Intelligence with Everyone: RL @ MiniMax, with Olive Song, from AIE NYC & Inference by Turing Post

Hello, and welcome back to the Cognitive Revolution!

The presenting sponsor of today's episode is Granola, the AI notepad that helps you get the doing done.  Whether it's identifying TODO items after a call, turning a brainstorming session into a product spec, or looking back at multiple calls to identify cultural trends at your company, Granola takes your raw meeting notes and makes them awesome.

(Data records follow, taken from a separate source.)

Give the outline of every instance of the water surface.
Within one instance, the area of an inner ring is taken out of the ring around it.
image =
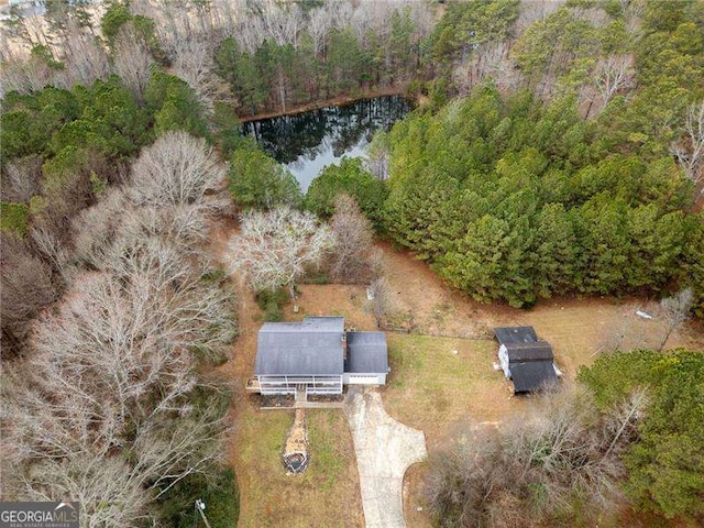
[[[250,121],[242,130],[286,165],[305,193],[322,167],[339,163],[342,156],[364,156],[374,132],[391,128],[410,110],[405,98],[383,96]]]

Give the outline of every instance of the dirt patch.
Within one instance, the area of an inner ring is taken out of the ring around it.
[[[218,257],[226,254],[235,229],[234,221],[213,229],[211,243]],[[551,299],[530,310],[485,306],[449,288],[408,252],[389,244],[378,246],[387,257],[396,308],[413,315],[417,332],[387,333],[393,371],[381,394],[392,417],[426,432],[431,457],[468,425],[496,427],[531,405],[530,399],[514,397],[510,383],[493,370],[497,346],[491,339],[493,327],[534,326],[552,344],[566,383],[573,383],[579,367],[593,363],[615,340],[625,349],[653,346],[663,336],[661,320],[635,315],[636,310],[656,312],[656,306],[642,299]],[[352,437],[342,411],[307,410],[310,466],[300,476],[284,475],[280,453],[292,413],[262,411],[260,402],[244,392],[254,367],[262,315],[250,290],[243,285],[239,290],[240,337],[232,360],[219,369],[234,391],[235,431],[229,460],[241,490],[239,526],[363,526]],[[299,290],[301,309],[293,314],[286,307],[287,320],[340,315],[349,327],[375,329],[365,286],[306,284]],[[668,348],[680,345],[704,348],[702,323],[674,332]],[[404,483],[408,526],[429,526],[422,503],[426,471],[426,463],[411,468]],[[419,506],[422,512],[415,509]]]

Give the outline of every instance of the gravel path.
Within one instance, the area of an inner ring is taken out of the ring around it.
[[[404,473],[428,455],[425,436],[389,417],[373,389],[350,387],[345,404],[366,526],[403,528]]]

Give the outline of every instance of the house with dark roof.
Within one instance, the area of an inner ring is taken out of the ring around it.
[[[342,317],[306,317],[262,326],[251,389],[341,394],[343,385],[384,385],[388,372],[384,332],[346,331]]]
[[[554,385],[560,371],[552,346],[538,339],[532,327],[495,328],[498,361],[504,375],[514,382],[514,393],[529,393]]]

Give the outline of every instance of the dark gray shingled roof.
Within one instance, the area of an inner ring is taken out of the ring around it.
[[[348,332],[348,360],[344,372],[381,374],[388,372],[384,332]]]
[[[528,393],[558,383],[552,361],[525,361],[510,363],[510,377],[515,393]]]
[[[508,343],[535,343],[538,336],[532,327],[504,327],[495,328],[494,334],[502,344]]]
[[[254,373],[290,376],[342,375],[342,317],[265,322],[260,329]]]
[[[547,341],[536,341],[534,343],[508,343],[506,344],[508,361],[552,361],[552,346]]]

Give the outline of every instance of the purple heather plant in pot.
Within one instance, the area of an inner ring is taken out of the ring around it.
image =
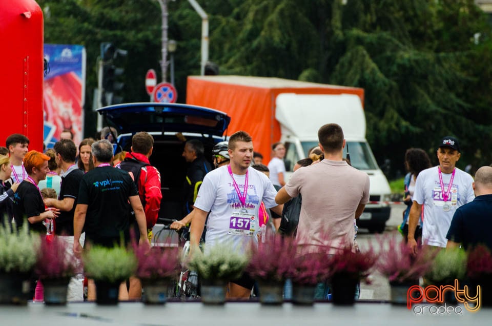
[[[34,269],[42,279],[68,279],[75,273],[78,260],[67,252],[66,247],[56,236],[42,240]]]
[[[364,252],[354,252],[351,247],[345,247],[329,259],[329,274],[330,278],[344,275],[358,281],[365,280],[377,260],[377,256],[372,248]]]
[[[377,259],[372,248],[355,252],[352,246],[340,249],[331,257],[329,274],[334,304],[354,304],[356,287],[360,280],[367,280]]]
[[[179,249],[177,247],[144,246],[134,248],[138,263],[136,276],[142,280],[171,279],[181,269]]]
[[[280,235],[269,234],[265,242],[252,246],[251,259],[245,271],[255,279],[282,282],[292,267],[295,241]]]
[[[405,241],[402,240],[399,242],[393,236],[389,239],[381,238],[379,245],[379,258],[376,268],[388,278],[392,285],[418,284],[419,279],[432,267],[437,254],[437,251],[429,250],[427,246],[424,246],[419,248],[417,255],[413,257]]]

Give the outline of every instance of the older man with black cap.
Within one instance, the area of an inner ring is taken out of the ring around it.
[[[408,236],[408,245],[414,254],[417,249],[414,234],[422,210],[422,242],[445,248],[453,214],[459,207],[475,198],[473,178],[456,166],[461,155],[458,139],[444,137],[438,147],[439,165],[420,172],[415,184]]]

Right now, Granola is featuring AI "Recipes"  from AI thought leaders, including several past guests of this show.  My own contribution is a "Blindspot Finder" Recipe that looks back at recent conversations and attempts to identify things I'm totally missing.  This was immediately useful in the context of contingency planning for my son's cancer treatment, and the more data Granola collects as I continue using it, the more valuable it becomes for suggesting AI topics areas that I really ought to explore.  See the link in our show notes to try my Blind Spot finder Recipe, and experience for yourself how Granola puts your meetings to work. 

Today, I'm excited to share a special combined crossover episode featuring Olive Song, a Senior Researcher specializing in reinforcement learning and model evaluation at the Chinese AI company MiniMax, creators of the M series of models, the most recent of which, M2.5, currently tops the OpenRouter Usage Leaderboard.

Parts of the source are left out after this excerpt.